159.施灸時に血圧上昇をきたす反射の遠心路はどれか。
1.感覚神経
2.運動神経
3.交感神経
4.副交感神経
解答3
解説
1.× 感覚神経は、刺激を受容して中枢神経系に伝達する求心路であるため、遠心路の働きはない。
2.× 運動神経は、骨格筋の収縮を制御するための遠心路である。
3.〇 正しい。交感神経は、施灸時に血圧上昇をきたす反射の遠心路である。交感神経は、自律神経系の一部であり、血管の収縮や心拍数の増加を引き起こすことで血圧を上昇させる。交感神経が活性化し、心臓や血管に作用する。
4.× 副交感神経は、施灸時に血圧下降をきたす反射の遠心路である。副交感神経は、心拍数の減少や血管拡張などを促すことで血圧を低下させる作用を持つ。
160.出力の一部を入力部に戻すことで自動制御を行うという学説はどれか。
1.サイバネティクス
2.ストレス学説
3.ホメオスタシス
4.レイリー現象
解答1
解説
1.〇 正しい。サイバネティクスは、出力の一部を入力部に戻すことで自動制御を行うという学説である。サイバネティクスとは、ノーバート・ウィーナーによって提唱された学問分野で、フィードバックを用いた制御や通信の仕組みの研究に関する分野である。出力の一部を入力部に戻し、自動制御を行うシステムの基本概念を示す。

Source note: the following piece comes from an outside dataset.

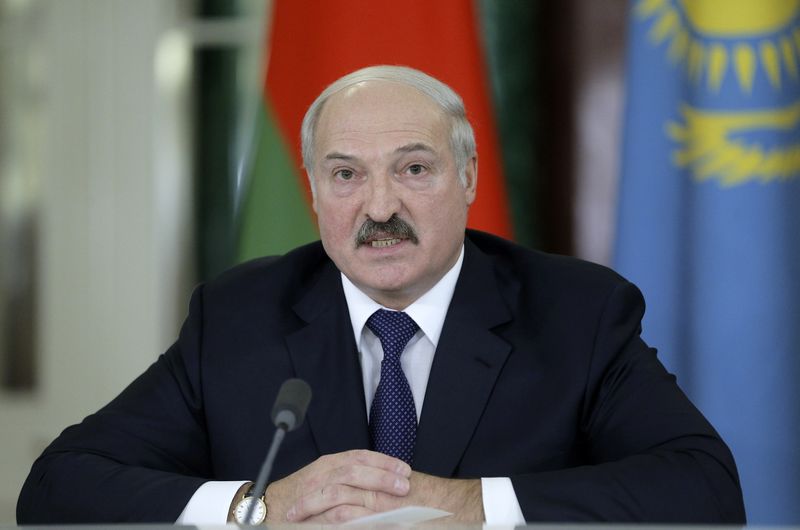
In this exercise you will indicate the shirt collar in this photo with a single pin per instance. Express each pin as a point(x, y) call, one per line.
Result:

2.× ストレス学説とは、ストレスに対する適応症候群(防御反応)である。発生機序として、ストレスが人体に加わると適応ホルモンとして脳の下垂体から副腎に副腎皮質刺激ホルモンが分泌され、さらに副腎は副腎皮質ホルモンを分泌して人体を保護する。人体にストレス刺激が加わりストレス状態が続くと、副腎皮質が肥大する。第1期(警告反応期)→第2期(抵抗期)→第3期(疲憊期)という過程をたどる。
3.× ホメオスタシスとは、外界がたえず変化していたとしても、体内の状態(体温・血液量・血液成分など)を一定に維持できる能力のことある。 例えば、体温が下がると鳥肌になり体温の低下を防いだり、体を震えさせて強制的に運動を起こして体温を上げるなどをさす。
4.× レイリー現象とは、過剰刺激症候群ともいい、自律神経系に直接くわえられる過剰刺激が反射性に障害を起こすことである。 自律神経に直接的・局所的な過剰刺激が加わると血管運動障害が起こり、次第に内分泌機能も影響を受けて全身的な各種徴候をきたす。二次的にその栄養臓器、あるいは遠隔臓器に種々の程度の障害が生じる。その病変は様々だが、充血・浮腫・白血球の遊走・出血・壊死などの血管運動障害が起こる。